Troubleshooting ‘server down’ issues in Linux

This post will show you the keys to troubleshooting ‘server down’ issues in Linux, cover some common causes for outages and how you can investigate and resolve them. A well configured Linux server offers an incredible level of stability and performance. Inevitably though, outages are pretty much a fact of life.

First though, it’s important to know what exactly an outage is.

An outage is pretty universally defined as…

A period of time where a service is unavailable or when the output of a service is incomplete, corrupted, or otherwise unable to provide normal levels of interaction.

For example, we’d consider both of the following to be outages:

• A website not being returned at all when a user requests it
• A site is returned, but all of the images were missing

Outages come in many shapes and sizes however. Here are some we commonly deal with, as we manage and monitor 100s of customer servers every day.

Service failure

A piece of software on the server stops functioning, either in an unexpected way or altogether. This is usually pretty black and white to investigate.

Is the service running?

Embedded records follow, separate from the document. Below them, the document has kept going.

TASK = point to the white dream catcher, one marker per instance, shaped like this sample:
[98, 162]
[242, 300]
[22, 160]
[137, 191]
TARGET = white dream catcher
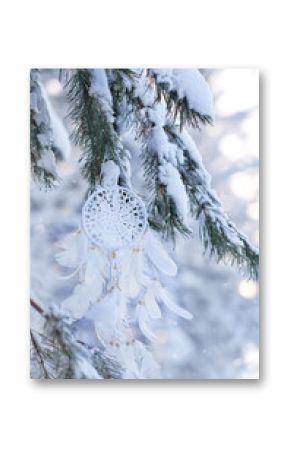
[119, 262]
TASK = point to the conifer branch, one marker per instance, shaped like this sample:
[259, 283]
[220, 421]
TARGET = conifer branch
[93, 130]
[60, 355]
[178, 107]
[41, 139]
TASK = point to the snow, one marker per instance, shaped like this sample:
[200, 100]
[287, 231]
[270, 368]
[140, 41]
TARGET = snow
[110, 173]
[100, 88]
[189, 84]
[170, 177]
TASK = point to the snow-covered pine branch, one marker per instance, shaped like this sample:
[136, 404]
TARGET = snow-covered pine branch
[219, 235]
[186, 93]
[174, 172]
[91, 114]
[57, 354]
[43, 166]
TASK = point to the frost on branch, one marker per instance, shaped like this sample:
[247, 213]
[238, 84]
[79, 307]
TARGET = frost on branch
[186, 93]
[91, 114]
[57, 354]
[48, 136]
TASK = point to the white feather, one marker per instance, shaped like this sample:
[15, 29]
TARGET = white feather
[143, 319]
[158, 256]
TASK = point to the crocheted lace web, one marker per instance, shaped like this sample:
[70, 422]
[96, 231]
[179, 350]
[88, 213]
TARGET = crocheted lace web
[114, 217]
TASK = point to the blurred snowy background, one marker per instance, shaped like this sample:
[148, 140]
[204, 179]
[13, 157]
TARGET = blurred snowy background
[222, 340]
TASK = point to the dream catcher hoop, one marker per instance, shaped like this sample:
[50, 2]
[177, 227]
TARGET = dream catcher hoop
[114, 217]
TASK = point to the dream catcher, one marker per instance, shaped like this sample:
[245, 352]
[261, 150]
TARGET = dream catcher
[118, 261]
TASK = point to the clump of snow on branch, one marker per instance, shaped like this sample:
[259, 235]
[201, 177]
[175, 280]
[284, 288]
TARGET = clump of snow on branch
[188, 84]
[100, 89]
[170, 177]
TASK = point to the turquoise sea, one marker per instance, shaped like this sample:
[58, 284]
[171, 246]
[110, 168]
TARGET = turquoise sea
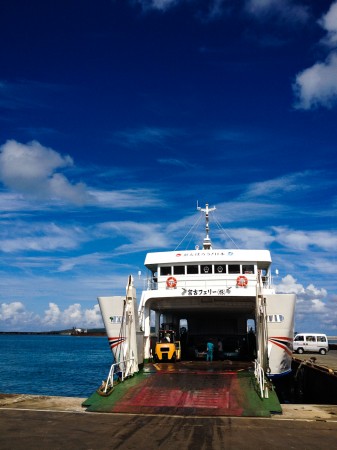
[68, 366]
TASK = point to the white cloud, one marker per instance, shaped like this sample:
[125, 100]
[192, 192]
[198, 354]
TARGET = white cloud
[278, 186]
[31, 170]
[140, 236]
[317, 85]
[15, 317]
[73, 316]
[329, 23]
[18, 237]
[127, 198]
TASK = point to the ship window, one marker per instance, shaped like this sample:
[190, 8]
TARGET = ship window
[192, 269]
[233, 268]
[166, 270]
[219, 268]
[206, 269]
[179, 270]
[247, 268]
[276, 318]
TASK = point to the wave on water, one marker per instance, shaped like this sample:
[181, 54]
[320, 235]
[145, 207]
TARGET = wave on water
[69, 366]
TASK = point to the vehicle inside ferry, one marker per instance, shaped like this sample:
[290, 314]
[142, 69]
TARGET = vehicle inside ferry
[231, 332]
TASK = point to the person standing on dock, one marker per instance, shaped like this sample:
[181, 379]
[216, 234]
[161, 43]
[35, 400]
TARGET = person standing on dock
[210, 348]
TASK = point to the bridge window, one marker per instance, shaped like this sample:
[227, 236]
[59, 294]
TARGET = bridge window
[275, 318]
[233, 268]
[247, 268]
[179, 270]
[206, 269]
[220, 268]
[192, 269]
[165, 270]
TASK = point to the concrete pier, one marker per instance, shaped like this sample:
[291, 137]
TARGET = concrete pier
[30, 422]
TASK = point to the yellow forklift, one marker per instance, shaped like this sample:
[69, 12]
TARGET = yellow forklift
[168, 348]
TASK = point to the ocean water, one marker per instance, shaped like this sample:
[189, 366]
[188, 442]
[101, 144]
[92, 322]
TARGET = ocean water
[68, 366]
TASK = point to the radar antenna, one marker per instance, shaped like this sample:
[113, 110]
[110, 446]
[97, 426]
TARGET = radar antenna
[207, 244]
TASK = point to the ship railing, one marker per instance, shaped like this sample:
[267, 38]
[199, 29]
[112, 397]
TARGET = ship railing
[261, 379]
[119, 369]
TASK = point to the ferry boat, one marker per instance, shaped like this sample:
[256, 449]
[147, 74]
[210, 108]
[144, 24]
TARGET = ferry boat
[204, 294]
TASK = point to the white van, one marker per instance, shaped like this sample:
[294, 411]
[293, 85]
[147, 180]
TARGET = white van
[311, 342]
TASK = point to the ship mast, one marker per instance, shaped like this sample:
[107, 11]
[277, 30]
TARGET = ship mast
[207, 244]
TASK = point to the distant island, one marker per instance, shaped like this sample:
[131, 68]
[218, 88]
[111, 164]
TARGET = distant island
[69, 332]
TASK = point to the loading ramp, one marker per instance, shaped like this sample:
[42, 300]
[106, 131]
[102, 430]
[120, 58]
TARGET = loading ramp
[190, 388]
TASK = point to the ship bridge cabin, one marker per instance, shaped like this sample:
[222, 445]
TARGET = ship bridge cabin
[213, 291]
[209, 269]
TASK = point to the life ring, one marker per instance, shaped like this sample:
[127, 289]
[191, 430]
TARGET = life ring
[171, 282]
[242, 281]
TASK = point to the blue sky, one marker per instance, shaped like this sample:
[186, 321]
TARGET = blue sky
[117, 116]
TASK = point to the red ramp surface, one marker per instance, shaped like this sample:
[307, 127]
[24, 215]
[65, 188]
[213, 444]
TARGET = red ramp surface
[185, 390]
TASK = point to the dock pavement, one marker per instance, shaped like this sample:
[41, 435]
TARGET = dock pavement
[39, 422]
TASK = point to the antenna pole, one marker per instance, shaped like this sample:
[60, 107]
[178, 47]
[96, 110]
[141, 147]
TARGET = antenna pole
[207, 244]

If not, then you can try starting it back up.

If the service still fails to start, try checking the logs for information.

Typically services only fail when a configuration changes somewhere so that would usually be the first place to start any investigation.

Resource exhaustion

Resources on the server(s) are so strained that requests are extremely slow, or fail due to a timeout.

It’s fairly easy to spot when CPU or RAM is being used up with a simple `top` command.

Disk usage should also be monitored, but many don’t think about disk IO being the bottleneck.  This can be especially true in virtualised environments when IO is limited, sometime intentionally by the likes of AWS.

Resource exhaustion can be due to an attack, which might be looking for vulnerabilities or a denial of service (DoS). Typically these requests need to be blocked further upstream.

Physical issues

In this age of the cloud, it’s easy to forget that servers are still physical (even though they are owned by someone else). Physical hardware does still break and these things need to be checked and monitored.

Hard drives are still one of the most common elements to fail.  This is why RAID is still important in this day and age.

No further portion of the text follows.